PLYMOUTH
MEETING, Pa., Oct. 5, 2023
/PRNewswire/ -- Harmony Biosciences Holdings, Inc. ("Harmony" or
the "Company") (Nasdaq: HRMY), a pharmaceutical company dedicated
to developing and commercializing innovative therapies for patients
with rare neurological diseases, today announced the presentation
of new secondary endpoint data, including improvements in
behavioral disturbances, from its Phase 2 signal-detection study
evaluating pitolisant for the treatment of excessive daytime
sleepiness (EDS) in Prader-Willi syndrome (PWS), at the 2023
Foundation for Prader-Willi Research (FPWR) Symposium and Family
Conference. The company also announced that it anticipates
initiating its Phase 3 registrational TEMPO study in Q4 2023.

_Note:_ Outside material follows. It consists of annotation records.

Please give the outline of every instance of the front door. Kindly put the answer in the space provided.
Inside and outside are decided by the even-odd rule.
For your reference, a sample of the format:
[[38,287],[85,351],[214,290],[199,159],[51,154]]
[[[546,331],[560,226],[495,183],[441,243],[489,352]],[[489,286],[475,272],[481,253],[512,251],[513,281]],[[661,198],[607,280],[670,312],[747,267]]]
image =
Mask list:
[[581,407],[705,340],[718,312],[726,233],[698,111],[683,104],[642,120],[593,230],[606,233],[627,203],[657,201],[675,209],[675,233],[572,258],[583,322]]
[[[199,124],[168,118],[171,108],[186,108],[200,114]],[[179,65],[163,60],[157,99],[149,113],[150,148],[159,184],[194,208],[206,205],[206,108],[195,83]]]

The poster presentation of secondary outcomes data included
improvements in behavioral symptoms (as measured by the Aberrant
Behavioral Checklist-2), especially in the higher-dose pitolisant
group. Reductions in the caregiver rating of EDS severity were also
observed as were some improvements in hyperphagia, even though
baseline hyperphagia scores were in the normal to mild range. The
overall rate of adverse events was similar for pitolisant and
placebo, and the safety/tolerability profile was consistent with
the known profile for pitolisant.
"We recognize the urgency for innovative treatments that help
alleviate the profound unmet medical needs of individuals with PWS
and their dedicated caregivers," said Kumar
Budur, MD, Chief Medical Officer at Harmony Biosciences.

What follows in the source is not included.